Esophageal squamous cell carcinoma (ESCC) is one of the main subtypes of esophageal carcinoma with high morbidity. This study aimed to explore the role of FKBP prolyl isomerase 11 (FKBP11) in ESCC and investigate the underlying mechanism. FKBP11 levels in ESCC tumor tissues and cell lines were measured. Cell function assays were conducted to evaluate the role of FKBP11 in ESCC cells. The xenograft mouse model was established to validate the effect of FKBP11 on ESCC tumorigenesis in vivo. The co-immunoprecipitation assay was performed to determine the FKBP11-interacting proteins. Obvious upregulations in FKBP11 expression were found in ESCC tumor tissues and cell lines.

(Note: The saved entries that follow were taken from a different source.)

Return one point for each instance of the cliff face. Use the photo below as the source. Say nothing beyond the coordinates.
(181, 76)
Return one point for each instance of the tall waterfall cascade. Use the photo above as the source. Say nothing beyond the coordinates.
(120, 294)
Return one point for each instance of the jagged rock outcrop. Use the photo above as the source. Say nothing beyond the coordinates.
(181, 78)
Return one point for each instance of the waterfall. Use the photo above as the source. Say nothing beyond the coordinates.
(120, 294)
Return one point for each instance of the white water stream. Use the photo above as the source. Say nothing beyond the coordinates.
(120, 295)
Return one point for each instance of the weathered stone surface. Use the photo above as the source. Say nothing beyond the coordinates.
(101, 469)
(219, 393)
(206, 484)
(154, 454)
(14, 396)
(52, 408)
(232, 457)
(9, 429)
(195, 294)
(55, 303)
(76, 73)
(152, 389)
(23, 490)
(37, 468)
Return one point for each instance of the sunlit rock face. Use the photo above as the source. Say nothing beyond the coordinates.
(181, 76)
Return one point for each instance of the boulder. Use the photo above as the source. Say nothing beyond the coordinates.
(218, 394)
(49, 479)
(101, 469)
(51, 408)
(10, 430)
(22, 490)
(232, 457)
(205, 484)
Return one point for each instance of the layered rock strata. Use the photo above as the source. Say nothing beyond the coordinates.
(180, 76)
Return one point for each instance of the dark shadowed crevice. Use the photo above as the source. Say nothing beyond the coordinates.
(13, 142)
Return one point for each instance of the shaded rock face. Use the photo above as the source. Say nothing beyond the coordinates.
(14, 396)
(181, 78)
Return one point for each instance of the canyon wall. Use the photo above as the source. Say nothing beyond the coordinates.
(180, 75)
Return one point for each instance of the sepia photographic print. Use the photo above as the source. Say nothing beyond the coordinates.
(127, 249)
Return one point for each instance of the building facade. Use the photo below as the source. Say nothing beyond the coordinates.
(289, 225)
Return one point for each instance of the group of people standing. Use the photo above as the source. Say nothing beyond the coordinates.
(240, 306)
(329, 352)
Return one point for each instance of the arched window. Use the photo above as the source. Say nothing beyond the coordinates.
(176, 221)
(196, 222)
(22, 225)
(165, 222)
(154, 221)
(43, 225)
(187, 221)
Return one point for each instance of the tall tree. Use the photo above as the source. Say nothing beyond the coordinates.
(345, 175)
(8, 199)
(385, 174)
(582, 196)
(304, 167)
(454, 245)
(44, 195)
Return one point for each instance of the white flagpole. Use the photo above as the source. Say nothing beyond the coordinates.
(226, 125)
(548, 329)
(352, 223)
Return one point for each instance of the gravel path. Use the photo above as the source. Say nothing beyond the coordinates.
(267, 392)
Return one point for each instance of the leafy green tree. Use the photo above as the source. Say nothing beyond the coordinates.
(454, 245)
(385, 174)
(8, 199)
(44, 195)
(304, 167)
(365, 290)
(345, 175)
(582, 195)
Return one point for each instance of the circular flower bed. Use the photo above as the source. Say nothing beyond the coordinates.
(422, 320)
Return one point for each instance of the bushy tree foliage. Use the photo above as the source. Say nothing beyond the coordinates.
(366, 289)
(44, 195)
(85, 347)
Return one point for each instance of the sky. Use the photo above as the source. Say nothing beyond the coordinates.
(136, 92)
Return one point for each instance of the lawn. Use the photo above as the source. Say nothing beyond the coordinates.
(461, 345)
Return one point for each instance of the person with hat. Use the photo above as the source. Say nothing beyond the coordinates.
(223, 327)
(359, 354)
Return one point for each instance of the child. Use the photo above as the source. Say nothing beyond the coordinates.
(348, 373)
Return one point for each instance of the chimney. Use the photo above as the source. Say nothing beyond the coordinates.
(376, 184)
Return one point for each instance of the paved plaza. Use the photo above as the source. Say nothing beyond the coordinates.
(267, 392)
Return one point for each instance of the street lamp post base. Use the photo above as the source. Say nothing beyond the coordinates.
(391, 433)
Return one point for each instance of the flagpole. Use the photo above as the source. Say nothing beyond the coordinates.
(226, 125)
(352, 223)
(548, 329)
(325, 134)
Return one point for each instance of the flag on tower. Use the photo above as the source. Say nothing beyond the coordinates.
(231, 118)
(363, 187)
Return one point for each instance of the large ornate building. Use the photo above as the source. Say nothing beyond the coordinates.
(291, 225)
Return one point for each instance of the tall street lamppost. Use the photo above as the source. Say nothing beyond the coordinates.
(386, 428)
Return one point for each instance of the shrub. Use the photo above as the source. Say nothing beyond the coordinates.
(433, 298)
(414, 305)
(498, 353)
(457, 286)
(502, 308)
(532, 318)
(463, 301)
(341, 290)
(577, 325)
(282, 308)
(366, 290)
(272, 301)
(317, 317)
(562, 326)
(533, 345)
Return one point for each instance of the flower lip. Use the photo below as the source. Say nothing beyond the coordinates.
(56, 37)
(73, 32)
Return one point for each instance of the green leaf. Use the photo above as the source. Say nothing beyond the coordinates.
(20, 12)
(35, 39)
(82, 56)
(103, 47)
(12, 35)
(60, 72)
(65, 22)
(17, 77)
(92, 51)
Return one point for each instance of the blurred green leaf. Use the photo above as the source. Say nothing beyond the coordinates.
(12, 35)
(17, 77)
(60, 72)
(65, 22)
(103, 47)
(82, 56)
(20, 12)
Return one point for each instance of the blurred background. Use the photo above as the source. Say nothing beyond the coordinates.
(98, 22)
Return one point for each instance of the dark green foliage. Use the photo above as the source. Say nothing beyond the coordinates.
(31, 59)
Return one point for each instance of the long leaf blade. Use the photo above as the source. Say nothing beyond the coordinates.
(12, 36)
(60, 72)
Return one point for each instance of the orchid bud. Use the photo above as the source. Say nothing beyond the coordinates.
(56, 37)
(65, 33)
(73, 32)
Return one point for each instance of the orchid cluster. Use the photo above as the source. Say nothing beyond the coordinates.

In vitro, FKBP11 knockdown weakened cell proliferation, migration, and invasion capacities and reinforced cell apoptosis in ESCC cells. In vivo, FKBP11 knockdown slowed ESCC tumorigenesis. The following mechanism investigation determined serine and arginine-rich splicing factor 1 (SRSF1) as the FKBP11-interacting protein in ESCC cells. FKBP11 directly bound to SRSF1 and FKBP11 knockdown decreased SRSF1 mRNA level. SRSF1 overexpression abrogated the inhibitory effect of FKBP11 knockdown on the proliferation and migration of ESCC cells. KBP11 functions as an oncogene in ESCC by targeting SRSF1.